The cluster-randomized controlled trial design is a methodological strength since it minimized the risk of contamination between the intervention and reference group and reduced the risk for bias. Repeated measurements with short recall were used to measure study outcomes and we used measures that have all been found to have a reliable validity (30, 31). Another strength is that consultants delivered the intervention and were not involved in the evaluation. Lastly, this study was executed in real working-life settings, which makes it easier to generalize the effects to similar workplaces.

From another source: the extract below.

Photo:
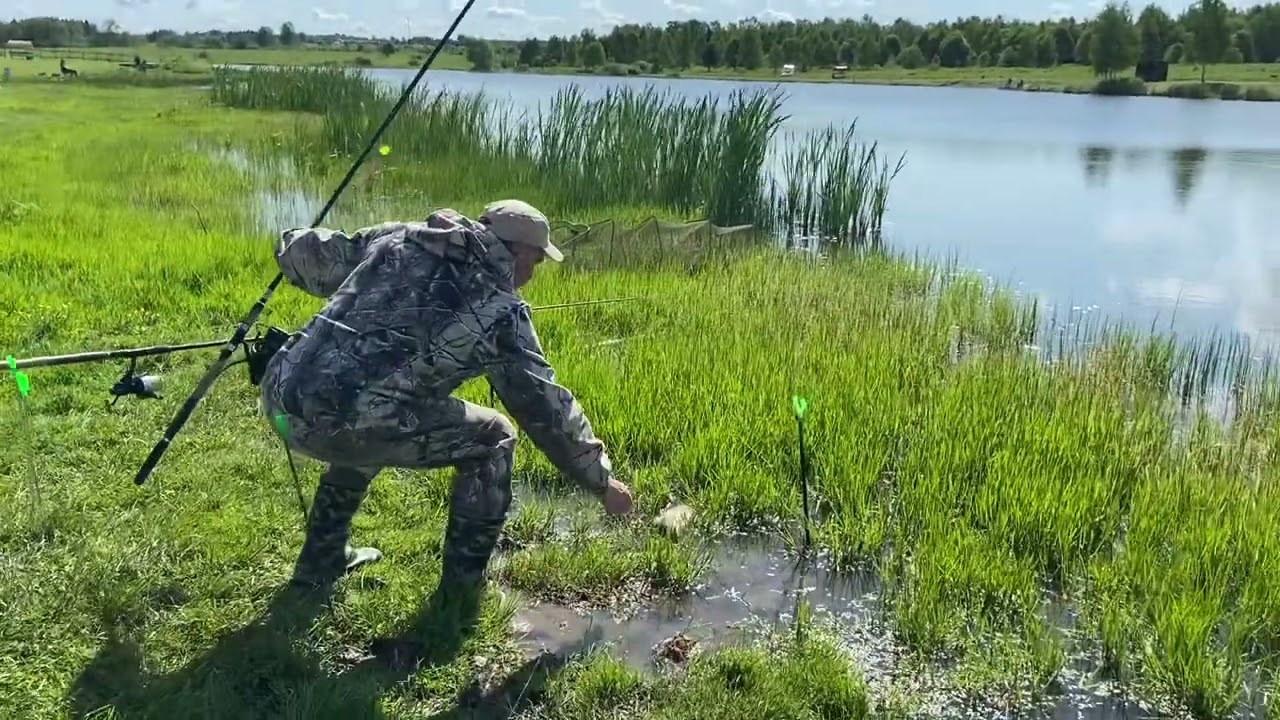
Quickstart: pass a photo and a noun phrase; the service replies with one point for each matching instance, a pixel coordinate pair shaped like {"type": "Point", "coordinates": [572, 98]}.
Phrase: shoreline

A limitation of this study is the loss to follow-up rates on the primary and secondary outcomes found after 20 weeks. Unfortunately, loss to follow-up is a common problem among prevention studies (44). Checking our data for selective dropout revealed that dropouts did not differ from completers. Also, since this is an organizational intervention, it did not focus on individual workers. Thus, individual randomization was not feasible. Moreover, due to the interventional trial design, participants were not blinded to group allocation. Finally a limitation is that we did not measure changes in work very well.

Concluding remarks

A 20-week workplace participatory ergonomic intervention in childcare workers did not show effects on the primary outcomes of physical exertion and MSP, but was both feasible and effective in reducing MSP-related sickness absence.


We would like to acknowledge consultants Vibeke Andersen and Cornelia Strøh from the Work Environment Consultancy of Copenhagen for their valuable help in the development and planning of the study. In addition, we would like to thank the team involved in the TOY project at the National Research Centre for The Working Environment for their valuable contributions in planning of the study and collecting of data and providing feedback in discussions of the study.


The study was externally funded by the Danish Working Environment Research Fund (grant no. 2-2016-03 20165101186).